The Colorado West Land Trust, in partnership with the city of Grand Junction and the Bureau of Land Management, has received funding for a critical land purchase that will make continuing its paved path along Monument Road possible.
This week, Great Outdoors Colorado announced a $156,920 Local Park and Outdoor Recreation grant to go toward purchasing about 20 acres of land near the intersection of Monument Road and South Camp Road.
“GOCO has been a very strategic funder in all of the Monument corridor,” said Libby Collins, Colorado West Land Trust project manager. “They really value this work because it does such a great job at connecting people to the land through trails, but also preserving open space and view sheds.”
The first phase of the Monument Connector Trail was opened earlier this year and runs from the Riverfront Trail to the Lunch Loop trailhead.

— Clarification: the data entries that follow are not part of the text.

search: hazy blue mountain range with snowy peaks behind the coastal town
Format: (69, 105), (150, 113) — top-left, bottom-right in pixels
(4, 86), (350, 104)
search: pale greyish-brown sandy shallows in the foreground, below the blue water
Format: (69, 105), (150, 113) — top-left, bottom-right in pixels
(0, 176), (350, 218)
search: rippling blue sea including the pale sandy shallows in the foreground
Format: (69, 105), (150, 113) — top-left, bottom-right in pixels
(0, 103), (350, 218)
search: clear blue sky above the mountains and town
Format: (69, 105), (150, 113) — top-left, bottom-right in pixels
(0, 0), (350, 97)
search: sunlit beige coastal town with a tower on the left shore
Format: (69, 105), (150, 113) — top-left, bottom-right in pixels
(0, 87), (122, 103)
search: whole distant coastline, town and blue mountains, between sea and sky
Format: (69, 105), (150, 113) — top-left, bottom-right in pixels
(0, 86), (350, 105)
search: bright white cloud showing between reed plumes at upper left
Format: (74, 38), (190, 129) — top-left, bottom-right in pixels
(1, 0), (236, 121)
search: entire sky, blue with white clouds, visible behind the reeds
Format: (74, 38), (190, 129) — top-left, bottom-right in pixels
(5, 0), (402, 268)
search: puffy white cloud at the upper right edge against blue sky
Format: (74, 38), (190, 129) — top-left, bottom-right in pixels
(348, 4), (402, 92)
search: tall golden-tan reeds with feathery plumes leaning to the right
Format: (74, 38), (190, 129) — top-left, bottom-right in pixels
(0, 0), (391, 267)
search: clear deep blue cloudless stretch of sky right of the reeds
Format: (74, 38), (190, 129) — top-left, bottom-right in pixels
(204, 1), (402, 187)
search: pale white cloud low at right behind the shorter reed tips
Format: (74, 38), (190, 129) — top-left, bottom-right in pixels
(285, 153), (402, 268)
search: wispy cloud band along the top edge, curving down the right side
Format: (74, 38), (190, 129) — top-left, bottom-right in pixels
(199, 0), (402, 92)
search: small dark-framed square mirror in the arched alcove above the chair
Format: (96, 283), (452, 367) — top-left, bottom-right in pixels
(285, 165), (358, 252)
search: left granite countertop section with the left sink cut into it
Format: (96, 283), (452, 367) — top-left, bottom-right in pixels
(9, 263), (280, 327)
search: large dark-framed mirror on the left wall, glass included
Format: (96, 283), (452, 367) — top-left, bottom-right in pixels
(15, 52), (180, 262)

The second phase will continue to traverse No Thoroughfare Wash, which veers away from the road, Collins said.
“This one is really important because it will allow the paved trail to occur in a really scenic place where people will really enjoy the landscape,” Collins said. “It won’t be right along the road.”
Both Collins and Ken Sherbenou, director of Grand Junction Parks and Recreation, said the partnerships between many organizations on this project are what will make it successful. When finished, this paved trail will complete a 10-mile paved loop connecting downtown Grand Junction to the parks and trails west of the city.
“The City’s work to create outdoor experiences for people of all ages and abilities is enhanced by its partnerships with CWLT, the BLM, and Mesa County as well as with trail builders such as Colorado Plateau Mountain Bike Trail Association,” Sherbenou said in a statement. “These collaborative efforts, supported by GOCO, allow all of these organizations to have a greater impact throughout our community.”
Outdoor Wilderness Lab
Great Outdoors Colorado also announced a $45,000 grant to Mesa County and School District 51 for a project to upgrade the Outdoor Wilderness Lab at the Gateway School.
The grant will go toward constructing a permanent outdoor classroom on the Gateway School’s campus, according to a news release. It will include a covered classroom space with outdoor furniture, ADA-accessible paths, a privacy fence and gravel paths.
Students in the program will participate in every phase of the project.
When completed, more than 2,000 sixth-grade students will use the classroom as part of their outdoor education.
In the past, the program has operated out of borrowed or rented facilities.